Doctors are applying for a court order to allow them to carry out an abortion on a mentally disabled woman without her consent.
Doctors seek court order to carry out abortion on mentally disabled woman
The woman, who is not being named for legal reasons, suffers from sickle cell disease which has already caused her to have a string of strokes.
The medical team treating her say they are concerned that allowing her pregnancy to continue any further could endanger her life.
They describe the situation as “urgent” and say that they must act quickly to reduce the risk.
Lawyers from an NHS trust in the south of England are due to take their case to the Court of Protection, sitting at the High Court in London later his week.
The judge will be asked to make an order allowing doctors to treat the woman without her consent.
She is described as having a “significant learning impairment” and doctors believe she does not have the capacity to make a decision for herself.
Sickle cell disease is an inherited condition in which the red blood cells which supply oxygen to the body develop abnormally.
The cells, shaped like a crescent sickle rather than being round, have a tendency to clog sections of blood vessels.

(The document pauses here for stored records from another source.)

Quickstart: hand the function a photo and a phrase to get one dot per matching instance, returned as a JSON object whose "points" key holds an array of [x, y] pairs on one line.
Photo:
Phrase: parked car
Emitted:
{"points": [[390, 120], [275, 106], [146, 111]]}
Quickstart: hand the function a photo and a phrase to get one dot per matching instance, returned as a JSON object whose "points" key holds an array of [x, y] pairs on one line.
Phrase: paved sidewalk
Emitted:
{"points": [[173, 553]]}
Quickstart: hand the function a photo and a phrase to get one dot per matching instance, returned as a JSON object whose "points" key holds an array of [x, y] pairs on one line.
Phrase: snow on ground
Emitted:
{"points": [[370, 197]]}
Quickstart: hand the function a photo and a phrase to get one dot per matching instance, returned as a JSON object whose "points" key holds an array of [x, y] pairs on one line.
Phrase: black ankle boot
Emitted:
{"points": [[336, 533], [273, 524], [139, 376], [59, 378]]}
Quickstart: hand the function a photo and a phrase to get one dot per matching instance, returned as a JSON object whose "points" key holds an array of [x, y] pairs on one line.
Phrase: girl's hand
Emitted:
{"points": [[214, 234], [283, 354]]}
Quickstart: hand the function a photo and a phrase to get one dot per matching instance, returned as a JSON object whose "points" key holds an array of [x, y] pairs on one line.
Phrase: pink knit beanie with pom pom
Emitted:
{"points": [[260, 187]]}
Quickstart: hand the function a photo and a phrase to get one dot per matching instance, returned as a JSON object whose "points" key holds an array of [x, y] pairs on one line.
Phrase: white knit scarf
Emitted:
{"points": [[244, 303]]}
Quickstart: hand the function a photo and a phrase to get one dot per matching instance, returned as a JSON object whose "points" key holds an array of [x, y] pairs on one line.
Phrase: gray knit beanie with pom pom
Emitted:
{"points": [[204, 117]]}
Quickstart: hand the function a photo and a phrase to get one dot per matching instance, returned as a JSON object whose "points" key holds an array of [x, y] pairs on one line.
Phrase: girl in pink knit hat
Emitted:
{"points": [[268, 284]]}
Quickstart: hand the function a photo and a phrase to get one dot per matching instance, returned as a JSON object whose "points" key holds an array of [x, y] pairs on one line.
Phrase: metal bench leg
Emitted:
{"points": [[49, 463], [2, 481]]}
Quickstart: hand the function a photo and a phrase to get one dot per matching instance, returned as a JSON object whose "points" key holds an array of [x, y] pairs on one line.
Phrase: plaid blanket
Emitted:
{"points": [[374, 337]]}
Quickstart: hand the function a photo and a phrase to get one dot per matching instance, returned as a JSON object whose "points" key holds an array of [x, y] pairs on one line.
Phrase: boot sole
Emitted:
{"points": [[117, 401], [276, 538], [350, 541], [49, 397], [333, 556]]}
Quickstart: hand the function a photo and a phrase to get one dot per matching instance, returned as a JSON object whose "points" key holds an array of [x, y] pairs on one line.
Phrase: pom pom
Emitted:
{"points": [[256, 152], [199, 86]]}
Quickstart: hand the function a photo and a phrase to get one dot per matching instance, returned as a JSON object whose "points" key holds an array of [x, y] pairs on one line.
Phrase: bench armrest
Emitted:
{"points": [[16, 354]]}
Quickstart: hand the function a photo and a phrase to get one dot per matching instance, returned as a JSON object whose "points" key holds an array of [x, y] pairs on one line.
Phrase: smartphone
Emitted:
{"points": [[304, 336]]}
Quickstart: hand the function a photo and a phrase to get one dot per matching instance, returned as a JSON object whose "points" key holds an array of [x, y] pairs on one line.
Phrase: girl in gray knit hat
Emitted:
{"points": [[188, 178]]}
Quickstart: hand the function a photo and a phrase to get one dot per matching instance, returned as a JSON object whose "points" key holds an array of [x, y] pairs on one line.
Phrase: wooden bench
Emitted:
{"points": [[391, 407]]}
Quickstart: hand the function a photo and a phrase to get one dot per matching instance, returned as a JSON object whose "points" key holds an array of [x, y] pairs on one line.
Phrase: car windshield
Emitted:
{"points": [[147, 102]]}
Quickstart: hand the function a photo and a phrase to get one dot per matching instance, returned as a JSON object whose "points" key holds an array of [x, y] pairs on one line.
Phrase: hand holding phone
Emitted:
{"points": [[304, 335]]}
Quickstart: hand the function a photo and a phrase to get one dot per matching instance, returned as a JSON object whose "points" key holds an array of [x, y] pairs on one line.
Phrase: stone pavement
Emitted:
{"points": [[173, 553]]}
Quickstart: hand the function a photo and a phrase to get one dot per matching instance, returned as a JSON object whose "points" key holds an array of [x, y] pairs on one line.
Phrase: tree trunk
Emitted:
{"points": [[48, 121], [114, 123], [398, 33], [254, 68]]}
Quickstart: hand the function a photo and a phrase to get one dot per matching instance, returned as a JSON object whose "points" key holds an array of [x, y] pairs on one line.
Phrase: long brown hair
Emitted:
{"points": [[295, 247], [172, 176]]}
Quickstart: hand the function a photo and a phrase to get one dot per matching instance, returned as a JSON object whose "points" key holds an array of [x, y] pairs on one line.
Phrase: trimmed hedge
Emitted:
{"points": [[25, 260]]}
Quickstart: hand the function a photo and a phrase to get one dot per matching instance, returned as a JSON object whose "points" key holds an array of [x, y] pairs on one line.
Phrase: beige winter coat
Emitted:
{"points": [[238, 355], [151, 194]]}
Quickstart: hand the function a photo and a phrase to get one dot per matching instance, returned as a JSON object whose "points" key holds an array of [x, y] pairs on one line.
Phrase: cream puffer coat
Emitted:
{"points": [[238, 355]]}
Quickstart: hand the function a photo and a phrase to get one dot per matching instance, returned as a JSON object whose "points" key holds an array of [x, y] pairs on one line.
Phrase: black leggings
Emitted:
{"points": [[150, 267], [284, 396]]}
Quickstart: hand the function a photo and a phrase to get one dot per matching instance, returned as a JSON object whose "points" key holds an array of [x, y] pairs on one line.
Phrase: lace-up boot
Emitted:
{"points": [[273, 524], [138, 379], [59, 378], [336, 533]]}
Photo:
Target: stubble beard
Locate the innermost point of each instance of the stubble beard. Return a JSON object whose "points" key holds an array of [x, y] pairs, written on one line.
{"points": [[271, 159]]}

The blockages, which can last for weeks at a time, can cause anaemia which leaves patients tired and breathless. In more severe cases, they can cause severe breathing problems and strokes.
According to the NHS about 250,000 people in England have the condition, which is particularly prevalent within certain ethnic minorities.
The Court of Protection, which until recently held all of its cases behind closed doors, has “life or death” powers over those judged to be incapable of making decisions about their health.
Last year, the court effectively banned a young autistic woman from having sexual intercourse because she does not understand the risks involved.
The judge said that the court had a responsibility to protect people’s freedom to make “unwise decisions” but must occasionally restrict it in their best interests.
Hospitals and councils have previously asked judges to force women to take contraception and undergo surgery.
One woman with dementia was almost prevented from taking a cruise after social workers said it was too dangerous.
The latest case contrasts markedly with that of Savita Halappanavar, the Indian woman who died after being refused an abortion which could have saved her life by a hospital in Ireland.
The case became a focus for campaigns for liberalisation of access to abortion and prompted a change in the law in Ireland.